Forget Las Vegas as a potential landing spot for the Oakland Athletics. "We need a site that makes sense," team co-owner Steve Schott said last week, discounting Southern Nevada as a possible future home for his financially struggling team. He prefers to relocate in San Jose. ... Another team dying to move, the Minnesota Twins, were rebuffed when voters in two North Carolina counties voted last week against building a stadium and attempting to lure the Twins. The taxpayers turned it down, 67 to 33 percent. ... Left-handed pitching is always in high demand throughout baseball but this season lefties are starting 25 percent fewer games in the major leagues than they were a year ago. At the present pace, southpaws will start fewer games than at any time since 1959. ... Only .0015 percent of the world's population is Swedish yet three of the top four current money leaders on the LPGA Tour -- Liselotte Neumann, Helen Alfredsson and Annika Sorenstam -- were born in Sweden. ... Sorry to see that Zolan Tanner passed away at age 72 last week. He was a friendly man who spent a good deal of his life as a fishing guide at Lake Mead. ... Former Las Vegas Stars owner Larry Koentopp is doing well after unexpectedly undergoing heart-bypass surgery. He and his son, Kevin, keep their hand in sports with a four-horse stable in California. "It's more of a hobby than a business," he said. "I really like it and so does my dad. One thing about horses, if they win they don't ask you to rewrite their contracts."

Quietly, the chancellor's office has told UNLV it must delete a clause in its standard coach's contract that prevents the coach from bad-mouthing the university. ... Two studios, Paramount and Warner Bros., are preparing movies on the life of former heavyweight champion Sonny Liston. ... Buffalo Sabres goalie Dominik Hasek has had an asteroid named after him. "Dominik," as it was identified by astronomers in Hasek's native Czech Republic, was recently discovered between Mars and Jupiter. ... None of the players who finished in the top 10 in scoring in the NHL this season are still playing.

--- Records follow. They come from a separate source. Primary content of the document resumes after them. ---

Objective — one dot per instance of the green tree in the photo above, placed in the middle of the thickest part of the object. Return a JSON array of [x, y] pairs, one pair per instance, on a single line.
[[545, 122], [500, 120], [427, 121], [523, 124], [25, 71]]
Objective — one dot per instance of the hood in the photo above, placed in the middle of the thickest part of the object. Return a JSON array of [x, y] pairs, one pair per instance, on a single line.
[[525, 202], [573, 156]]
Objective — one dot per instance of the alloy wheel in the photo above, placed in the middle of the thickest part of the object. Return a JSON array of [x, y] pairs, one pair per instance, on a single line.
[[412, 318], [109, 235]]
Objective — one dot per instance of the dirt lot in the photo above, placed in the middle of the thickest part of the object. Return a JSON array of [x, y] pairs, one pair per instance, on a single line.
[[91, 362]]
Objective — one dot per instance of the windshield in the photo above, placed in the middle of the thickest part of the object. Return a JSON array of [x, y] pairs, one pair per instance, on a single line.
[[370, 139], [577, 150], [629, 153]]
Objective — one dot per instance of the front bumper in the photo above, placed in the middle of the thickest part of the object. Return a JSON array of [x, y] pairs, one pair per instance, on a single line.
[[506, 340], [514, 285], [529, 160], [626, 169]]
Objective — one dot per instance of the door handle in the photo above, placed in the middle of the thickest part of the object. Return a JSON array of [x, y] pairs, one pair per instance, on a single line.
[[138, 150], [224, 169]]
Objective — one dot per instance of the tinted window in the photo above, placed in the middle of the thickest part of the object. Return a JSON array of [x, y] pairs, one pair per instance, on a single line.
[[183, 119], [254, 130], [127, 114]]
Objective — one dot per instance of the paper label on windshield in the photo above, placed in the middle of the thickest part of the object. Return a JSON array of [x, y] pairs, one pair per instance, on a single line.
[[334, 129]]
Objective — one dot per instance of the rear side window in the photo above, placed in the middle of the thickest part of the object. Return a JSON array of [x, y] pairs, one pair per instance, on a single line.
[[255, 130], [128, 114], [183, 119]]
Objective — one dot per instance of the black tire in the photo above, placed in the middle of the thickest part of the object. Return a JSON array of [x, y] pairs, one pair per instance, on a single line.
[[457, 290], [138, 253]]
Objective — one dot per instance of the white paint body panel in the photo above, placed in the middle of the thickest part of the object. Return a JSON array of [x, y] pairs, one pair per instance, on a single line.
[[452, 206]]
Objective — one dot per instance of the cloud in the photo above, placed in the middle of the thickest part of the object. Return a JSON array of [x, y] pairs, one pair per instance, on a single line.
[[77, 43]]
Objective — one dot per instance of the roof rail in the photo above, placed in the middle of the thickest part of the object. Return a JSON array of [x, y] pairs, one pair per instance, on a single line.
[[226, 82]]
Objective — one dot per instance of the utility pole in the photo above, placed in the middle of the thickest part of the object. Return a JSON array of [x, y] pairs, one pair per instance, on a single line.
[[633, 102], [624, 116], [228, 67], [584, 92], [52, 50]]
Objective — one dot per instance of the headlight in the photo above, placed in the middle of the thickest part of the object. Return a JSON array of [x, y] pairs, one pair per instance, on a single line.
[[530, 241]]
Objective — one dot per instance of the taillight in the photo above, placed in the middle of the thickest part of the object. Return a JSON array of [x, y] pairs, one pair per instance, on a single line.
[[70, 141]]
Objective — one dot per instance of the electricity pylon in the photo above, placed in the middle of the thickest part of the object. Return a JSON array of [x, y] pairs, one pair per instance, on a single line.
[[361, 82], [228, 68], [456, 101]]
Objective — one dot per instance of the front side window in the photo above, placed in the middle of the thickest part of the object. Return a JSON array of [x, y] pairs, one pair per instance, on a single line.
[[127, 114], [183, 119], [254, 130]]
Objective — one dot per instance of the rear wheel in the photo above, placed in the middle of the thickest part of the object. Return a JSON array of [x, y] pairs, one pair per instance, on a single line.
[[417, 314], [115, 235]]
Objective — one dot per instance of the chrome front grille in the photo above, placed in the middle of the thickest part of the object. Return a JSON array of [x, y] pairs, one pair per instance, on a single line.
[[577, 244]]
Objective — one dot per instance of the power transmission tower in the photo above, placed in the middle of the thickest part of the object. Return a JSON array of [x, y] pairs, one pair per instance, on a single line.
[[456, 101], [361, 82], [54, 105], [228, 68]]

Their teams either didn't make the playoffs or have already been eliminated. ... If a baseball game is forfeited it goes into the books as a 9-0 score. In football, a forfeit would be scored 1-0. ... Former football star Deacon Jones raised $100,000 toward his scholarship program during a Saturday benefit dinner at The Orleans. ESPN will televise on a yet-to-be-determined date. ... Former UNLV assistant coach Bruce Heppler is in the limelight a bit these days as head golf coach at Georgia Tech. He has the nation's best-known amateur, Matt Kuchar, who delighted Masters fans by finishing at even par and never losing his smile and happy-go-lucky appearance. "Golf is golf. Matt has the skills but a lot of people who have had skills haven't made it," Heppler said of Kuchar's pro chances, although the kid looked good again over the weekend as he parlayed an invitation to compete in the PGA Tour's BellSouth Classic into a four-under-par finish. He'll make it.